Saturday, September 17, 2016

Atari Jaguar Programming Causes Brain Damage - Confirmation

Well, not necessarily. But after a few hours last night I had a crazy headache that I ended up getting out of bed to take advil for. ;)
Anyway, I took a break from work and from my pending TI project, both of which are breaking my self-esteem at alarming rates, to wrap up a support project for my Atari Jaguar cartridge boards. When I first tested them, I attempted to burn a slightly modified version of Tempest (just some text string edits) -- only to find it didn't boot.
I realized after thinking it through that Jaguar carts are tested against an MD5 sum (to avoid modification and bad contacts). So the MD5 hash would need to be updated too. That's not unusual, many game systems had a checksum or such to confirm the game would work. The problem on the Jaguar is that the hash is buried in the proprietarily encrypted portion of the boot header - so I'd need to re-encrypt it too.
That's not the end of the world... the tools were discovered years ago and are out there. To date I'd used the Atari ST encryption tool to create a "fast boot" header for the Skunkboard... and learned a bit there. One interesting thing about that project was the discovery that the Jaguar CD subverted the boot process - our first pass didn't even work plugged into a Jag CD.
Atari Jaguar cartridges start with an encrypted boot header, broken into 65 byte blocks. Each block is encrypted with a full 520-bit key (I kind of wonder if that didn't violate export restrictions back in the mid-90s? I could Google but I won't...). It takes about half a second to decrypt one block, and the normal cartridge has ten of them. The code is decrypted into the GPU, where it is then executed. The code runs an MD5 hash on the cartridge, compares it to the one that was embedded, and if all looks good, it writes the magic value 0x03D0DEAD to the first GPU RAM address and exits. On exit, the BIOS checks for the magic value, and boots the cart if it sees it, or red-screens if it doesn't.
There is a small complication in altering this code in that the Encryption tool writes several values to fixed addresses before it encrypts the boot - specifically it stores the MD5 hash, some state information, and the first and last address of the cart. So our Skunkboard boot needed to be tolerant of that (we just left the areas unused).
00F035AC: MOVEI   $00F03566,R00    (9800) ; address to pass ROM check
00F035B2: MOVEI   $03D0DEAD,R04    (9804) ; magic value to unlock 68k
00F035B8: JUMP    (R00)            (D000) ; go do it!

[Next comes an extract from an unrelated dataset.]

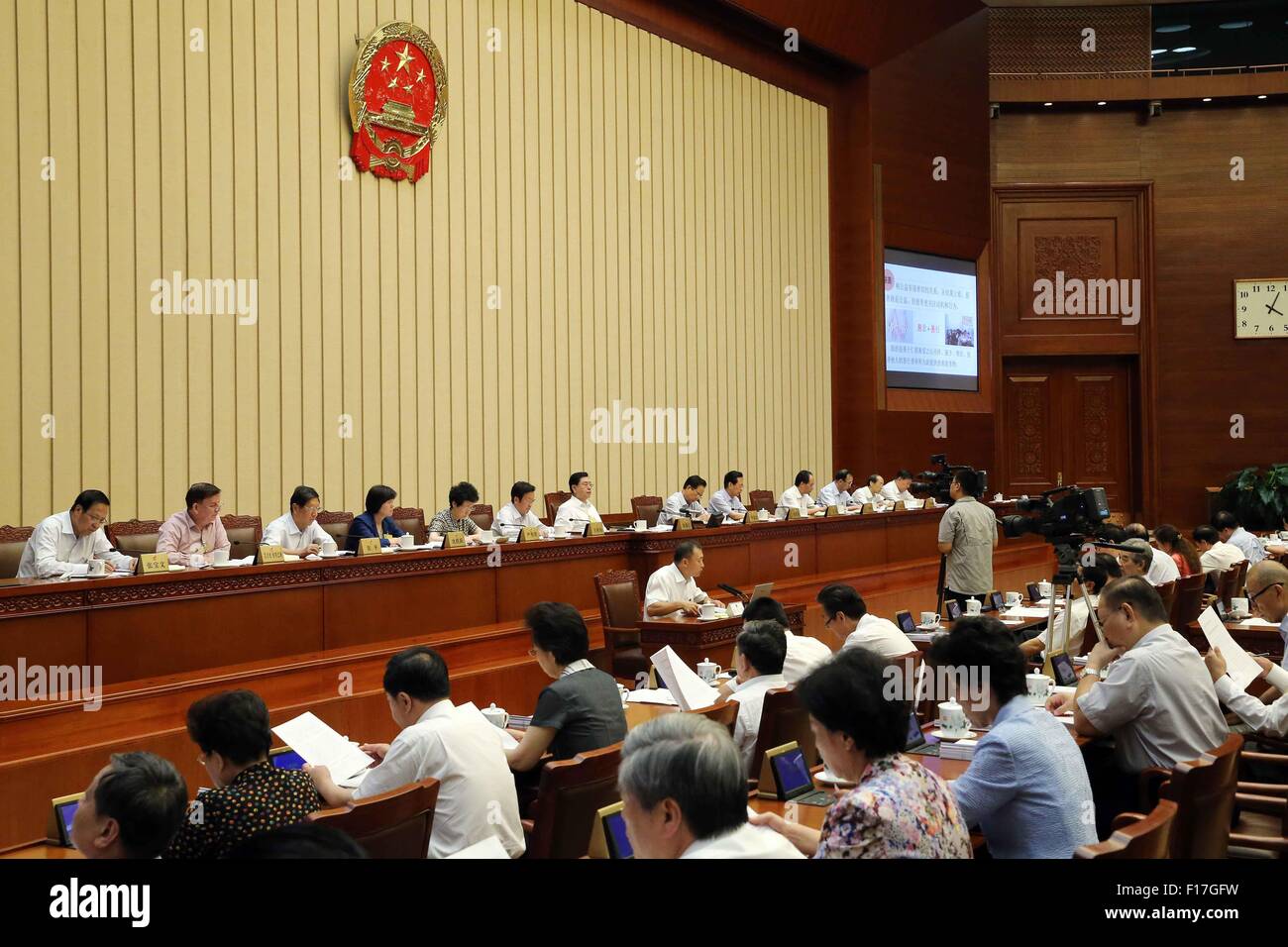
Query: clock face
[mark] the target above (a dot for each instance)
(1261, 308)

00F035BA: NOP                      (E400) ; delay slot
That was literally it - we just wrote the magic value and jumped back to the startup code to handle the return. I got the code encrypted by hex-editing the Atari ST program and re-running it.
The CD unit works a little differently. Intentionally or just because they could (it's not clear to me why), they leave the GPU busy on a little VLM demo (courtesy of Yak!), and decrypt these blocks into the DSP instead. The DSP is a nearly-identical processor to the GPU, so okay, that's cute. But then the CD BIOS makes several hard-coded fix-ups to absolute addresses in the decrypted code (without checking if it's the code that it expects). Then it jumps past the first part of the decrypted code into a later entry point to do the MD5 hash.
So when we updated the Skunkboard boot for the CD unit, first we had to add a second block (because the jump point is past the first block), meaning we went from half a second to a full second boot. Then we had to document and avoid the manual patch areas. Finally, we had to be able to run on both the GPU and the DSP, despite them having different address bases. But, our code was extremely simple, so it wasn't hard to make it fit. We borrowed some Atari code to handle the device independence (although, since we duplicated the work, it ended up not being necessary), and it was fine.
 MOVEI #$00FFF000,R1  ; AND mask for address
 MOVEI #$00000EEC,R2  ; Offset to chip control register
 MOVEI #$03D0DEAD,R4  ; magic value for proceeding
 MOVE PC,R0           ; get the PC to determine DSP or GPU
 AND R1,R0            ; Mask out the relevant bits
 STORE R4,(R0)        ; write the code
 SUB R2,R0            ; Get control register (G_CTRL or D_CTRL)
 MOVEQ #0,R3          ; Clear R3 for code below
 JR GAMEOVR           ; wait for it to take effect
 STORE R3,(R0)        ; stop the GPU
; Need an offset of $48 - this data is overwritten by the encrypt tool
; with the MD5 sum.
 MOVEI #$0,R0
 MOVEI #$0,R0
 MOVEI #$0,R0
 MOVEI #$0,R0
 MOVEI #$0,R0
 MOVEI #$0,R0
; JagCD entry point (same for now)
 ; There is a relocation at $4A that we can't touch
 MOVEI #$0,R0         ; dummy value
 ; real boot starts here
 MOVEI #$00FFF000,R1  ; AND mask for address
 MOVEI #$0,R0         ; This movei is hacked by the encryption tool
 MOVEI #$0,R0         ; This movei is hacked by the encryption tool
 MOVEI #$00000EEC,R2  ; Offset to chip control register
 MOVEI #$03D0DEAD,R4  ; magic value for proceeding
 MOVE PC,R0           ; get the PC to determine DSP or GPU
 AND R1,R0            ; Mask out the relevant bits
 STORE R4,(R0)        ; write the code
 SUB R2,R0            ; Get control register (G_CTRL or D_CTRL)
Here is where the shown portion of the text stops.